3. Say goodbye to Excel and Post-its, and hello to investing in tech.
Growing and scaling a rental business comes easier by relying on third-party solutions that can handle key management aspects such as automating repetitive tasks or pricing listings competitively. And as travelers move online to book their entire vacations, property managers must become more tech-savvy and ensure they optimize their distribution channels and online communications.
A growing number (the company I work for being one among the many) of such solutions to help property managers manage their operations more effectively have come to market, and 2019 will be no different. We will see increased adoption by property managers of smart-home technology, in particular keyless locks, temperature controls, noise monitoring and even the monitoring of carbon dioxide levels, which can tip you off to instances of over-occupancy.
Some property managers will also invest in dynamic pricing tools to ensure their listings are priced appropriately according to real-time market research and key variables such as seasonality, local events and day of the week.
4. Grassroots and action groups will continue having a voice.

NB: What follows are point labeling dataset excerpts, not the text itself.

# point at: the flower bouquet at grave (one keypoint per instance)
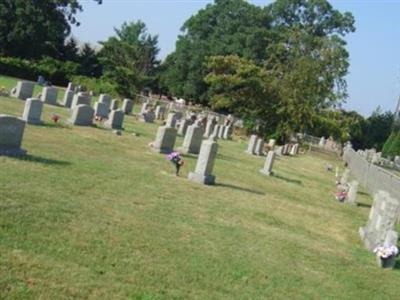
(176, 159)
(55, 118)
(386, 255)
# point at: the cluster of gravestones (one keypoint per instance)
(82, 114)
(200, 137)
(258, 147)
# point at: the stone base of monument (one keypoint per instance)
(386, 263)
(266, 173)
(12, 152)
(204, 179)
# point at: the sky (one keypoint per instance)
(374, 72)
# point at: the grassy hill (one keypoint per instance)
(90, 215)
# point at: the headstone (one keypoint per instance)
(210, 127)
(160, 112)
(81, 99)
(115, 119)
(269, 163)
(352, 194)
(68, 97)
(82, 115)
(184, 124)
(33, 111)
(71, 87)
(193, 139)
(11, 134)
(101, 110)
(252, 144)
(23, 90)
(171, 120)
(279, 151)
(148, 117)
(49, 95)
(114, 104)
(382, 219)
(221, 131)
(322, 142)
(285, 150)
(106, 99)
(143, 109)
(205, 163)
(345, 177)
(228, 132)
(127, 106)
(165, 139)
(259, 149)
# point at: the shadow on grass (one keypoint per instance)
(42, 160)
(231, 186)
(363, 205)
(295, 181)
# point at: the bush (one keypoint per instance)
(97, 85)
(53, 70)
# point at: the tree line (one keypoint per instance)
(281, 68)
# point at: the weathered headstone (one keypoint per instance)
(101, 110)
(114, 104)
(80, 99)
(23, 90)
(269, 163)
(279, 151)
(193, 139)
(11, 134)
(127, 106)
(259, 149)
(49, 95)
(252, 144)
(352, 194)
(165, 139)
(68, 97)
(106, 99)
(33, 111)
(205, 163)
(210, 127)
(82, 115)
(271, 143)
(382, 219)
(115, 119)
(160, 112)
(148, 117)
(228, 132)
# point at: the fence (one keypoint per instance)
(370, 176)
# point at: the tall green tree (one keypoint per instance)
(130, 58)
(35, 28)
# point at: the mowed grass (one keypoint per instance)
(90, 215)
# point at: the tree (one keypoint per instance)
(130, 58)
(227, 27)
(35, 28)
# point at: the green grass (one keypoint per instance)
(90, 215)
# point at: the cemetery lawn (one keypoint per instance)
(90, 215)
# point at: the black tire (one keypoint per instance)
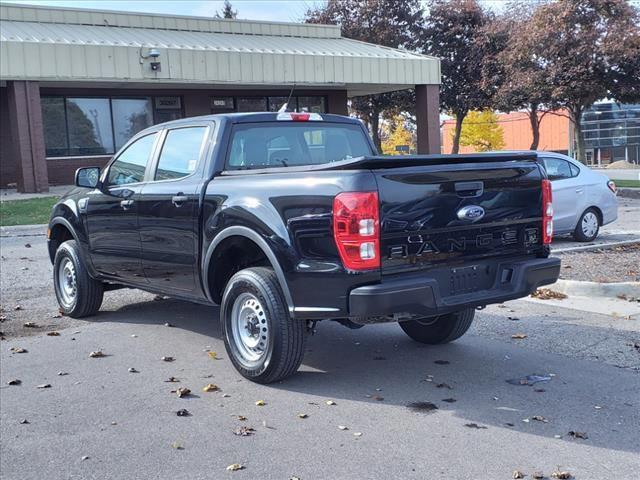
(88, 294)
(441, 329)
(258, 289)
(587, 232)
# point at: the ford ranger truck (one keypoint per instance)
(285, 219)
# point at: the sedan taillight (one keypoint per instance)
(547, 213)
(356, 224)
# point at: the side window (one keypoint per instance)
(130, 165)
(557, 169)
(180, 153)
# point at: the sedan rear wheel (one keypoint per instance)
(588, 226)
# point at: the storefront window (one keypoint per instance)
(55, 126)
(252, 104)
(89, 124)
(130, 115)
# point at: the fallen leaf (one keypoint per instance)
(540, 418)
(475, 425)
(182, 392)
(244, 431)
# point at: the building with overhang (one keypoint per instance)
(76, 84)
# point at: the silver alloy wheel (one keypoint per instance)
(249, 328)
(589, 224)
(67, 282)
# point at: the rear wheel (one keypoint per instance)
(440, 329)
(588, 226)
(264, 344)
(78, 294)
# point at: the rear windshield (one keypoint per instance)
(291, 144)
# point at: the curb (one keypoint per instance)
(594, 289)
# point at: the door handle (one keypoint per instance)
(178, 200)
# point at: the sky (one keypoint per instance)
(273, 10)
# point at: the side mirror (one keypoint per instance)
(88, 177)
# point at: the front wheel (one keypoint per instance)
(263, 342)
(440, 329)
(78, 294)
(588, 226)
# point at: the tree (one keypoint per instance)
(227, 11)
(481, 131)
(454, 33)
(392, 23)
(587, 50)
(397, 135)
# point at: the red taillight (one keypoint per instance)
(547, 213)
(356, 224)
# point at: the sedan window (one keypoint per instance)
(557, 169)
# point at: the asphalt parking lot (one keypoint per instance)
(99, 420)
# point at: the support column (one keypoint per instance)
(337, 102)
(428, 118)
(27, 136)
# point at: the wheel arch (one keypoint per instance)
(220, 242)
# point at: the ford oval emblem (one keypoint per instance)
(471, 212)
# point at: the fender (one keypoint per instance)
(264, 246)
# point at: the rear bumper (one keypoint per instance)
(422, 294)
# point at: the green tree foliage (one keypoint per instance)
(482, 131)
(392, 23)
(454, 32)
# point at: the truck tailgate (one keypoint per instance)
(442, 214)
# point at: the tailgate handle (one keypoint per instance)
(469, 189)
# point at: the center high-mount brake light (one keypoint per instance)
(299, 117)
(356, 224)
(547, 213)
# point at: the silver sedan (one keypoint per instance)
(583, 200)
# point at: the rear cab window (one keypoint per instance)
(294, 144)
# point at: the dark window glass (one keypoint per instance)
(557, 169)
(180, 153)
(131, 163)
(89, 123)
(289, 144)
(252, 104)
(55, 127)
(311, 104)
(130, 115)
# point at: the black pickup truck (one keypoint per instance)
(284, 219)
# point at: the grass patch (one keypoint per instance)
(628, 183)
(33, 211)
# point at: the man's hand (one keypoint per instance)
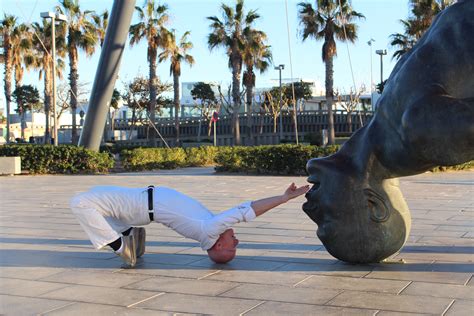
(293, 191)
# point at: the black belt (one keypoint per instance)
(150, 202)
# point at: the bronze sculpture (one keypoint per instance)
(425, 118)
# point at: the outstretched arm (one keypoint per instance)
(262, 206)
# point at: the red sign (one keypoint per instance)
(215, 117)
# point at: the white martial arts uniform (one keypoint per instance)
(106, 211)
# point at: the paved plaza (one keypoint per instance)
(48, 265)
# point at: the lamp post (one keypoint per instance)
(371, 73)
(381, 52)
(280, 68)
(54, 17)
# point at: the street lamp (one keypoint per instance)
(280, 68)
(381, 52)
(371, 78)
(54, 17)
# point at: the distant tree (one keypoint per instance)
(271, 103)
(81, 34)
(256, 55)
(207, 103)
(101, 21)
(137, 97)
(63, 96)
(7, 26)
(229, 34)
(153, 18)
(177, 53)
(328, 20)
(27, 99)
(302, 91)
(41, 59)
(422, 14)
(349, 103)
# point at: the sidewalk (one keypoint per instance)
(48, 266)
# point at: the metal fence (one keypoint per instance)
(262, 128)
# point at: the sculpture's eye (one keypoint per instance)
(315, 182)
(378, 210)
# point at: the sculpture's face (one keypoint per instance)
(356, 222)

Regulations and education are a serious issue for the collective short-term rental industry. Many governments do not appreciate the positive impact of rentals on a local area, such as more jobs and a boost in tourism. In 2019, I predict an increase in collective partnerships to give the vacation rental industry a voice both nationally and locally. For instance, in late 2018, we saw the formation of a Japan Association of Vacation Rentals, a partnership of companies working with the Japanese Tourism Agency to ensure a voice for vacation rentals nationally, especially ahead of the Rugby World Cup in 2019 and Olympics in 2020. Expect more grassroots and collective action groups to pop up in 2019, fighting for the vacation rental industry.
5. Expectations will rise.
This year, we’ll see an increase in the quality of product offered by property managers in all areas of guest experience, guest communication, owner relations and also the physical product of each rental.
This increase in quality will come as a direct response to the rising expectations for property managers from both guests and owners. In addition, I believe we will see a further rise in the demand for short-term rentals as an accommodation option for travelers who are being converted away from hotel stays. These “new” vacation rental guests are accustomed to hotel services and products, and thus will be demanding more hotel-like services from their rentals, from bathrobes to concierge-like communication.
New owners specifically will be expecting more from their property managers in order to justify the commission they charge, whereas property managers will need to reinvent themselves to be ahead of the curve in order to differentiate their brand from others.
A Bright Future
In such a fast-moving industry, it’s never been more important to keep one eye ahead at what’s coming next, and with 2019 likely to produce much more than these five trends, I’m excited to see where the short-term rental industry arrives at a decade from now. Today it’s experiential travel and automation. Tomorrow, who knows? But blink and you’ll miss it.